29.6.99

Cachemira


Hay quienes fuman hashish en páginas arrancadas del Nuevo Testamento y luego formulan la teoría de que Jesús de Nazaret no murió en el Monte Calvario sino que sobrevivió a la crucifixión y que falleció, años después, en Cachemira. Esta exégesis pacheca no le hace falta a ese territorio para estar empapado de sacralidad hinduista y musulmana; de hecho, es una de las regiones del planeta con mayor índice de santuarios y templos por hectárea. Hasta para los laicos, la zona tiene la santidad de la civilización primigenia, pues domina, a su izquierda, el valle del Indo, cuna de culturas y convivencias urbanas de más de dos milenios de antigüedad. Aparte, Cachemira, atravesada por la cordillera del Himalaya, está flanqueada por los picos más altos del mundo: el K2, al oeste, del lado paquistaní, y el Everest, hacia el oriente, en la frontera indo-nepalí. En el mapa político, la provincia colinda con Pakistán, al oeste, con Afganistán, al norte, con China, al nororiente, y con India, al sur.

La región ha sido disputada en varias guerras entre Islamabad y Nueva Delhi y la moneda sigue en el aire. Las comunidades locales, hinduistas e islámicas, no requieren de conflictos bélicos internacionales para diezmarse mutuamente, pero las guerras les ayudan y matan, además, a soldados indios y paquistaníes y empobrecen a las dos naciones en disputa. Recientemente, ambas salieron con la novedad de que portaban armas nucleares entre sus harapos y que, en última instancia, estaban dispuestas a usarlas para reivindicar sus derechos históricos sobre esa tierra montañosa repleta de mezquitas, templos y monasterios.

De acuerdo con The World Factbook 1998 de la CIA, el PIB por habitante de Pakistán es de 2 mil 600 dólares y el de India, de mil 600 (sólo para comparar, las cifras correspondientes de México y Suiza son, respectivamente, 7 mil 700 y 23 mil 800).

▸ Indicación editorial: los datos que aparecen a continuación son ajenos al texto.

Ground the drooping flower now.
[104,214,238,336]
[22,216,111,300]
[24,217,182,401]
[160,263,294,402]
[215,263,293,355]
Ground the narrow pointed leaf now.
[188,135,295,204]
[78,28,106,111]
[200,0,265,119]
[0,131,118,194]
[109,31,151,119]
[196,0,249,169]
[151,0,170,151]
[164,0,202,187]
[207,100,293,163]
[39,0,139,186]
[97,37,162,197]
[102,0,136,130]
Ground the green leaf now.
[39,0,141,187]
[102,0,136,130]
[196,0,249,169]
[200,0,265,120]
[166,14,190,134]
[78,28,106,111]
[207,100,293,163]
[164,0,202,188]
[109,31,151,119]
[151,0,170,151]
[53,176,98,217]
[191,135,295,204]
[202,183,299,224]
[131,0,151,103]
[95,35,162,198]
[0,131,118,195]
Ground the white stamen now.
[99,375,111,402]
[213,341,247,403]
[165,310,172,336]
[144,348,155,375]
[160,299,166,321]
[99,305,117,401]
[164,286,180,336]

La tasa de analfabetismo en Pakistán es de 62 por ciento, y en India, de 52 por ciento (México, 10.4 por ciento; Suiza, 1 por ciento). Pakistán tiene una tasa de mortalidad infantil de 93.48 por millar, e India, de 63.14 (México, 25.82; Suiza, 4.92). La deuda externa paquistaní equivale a más de 4 veces las exportaciones totales anuales, la de India, a 2.6 veces (México, 1.46; creo que Suiza no tiene deuda externa propiamente dicha). En Pakistán hay un teléfono por cada 53 personas, en India, uno por cada 82 (México, uno por cada 8 habitantes; Suiza, uno por cada 1.4). Pero los recursos que ambos países necesitan desesperadamente para impulsar la educación, la salud, el bienestar y la infraestructura, fueron destinados a los laboratorios nucleares y a los bancos de pruebas de los misiles que entregan a domicilio flores de fuego de 50 kilotones.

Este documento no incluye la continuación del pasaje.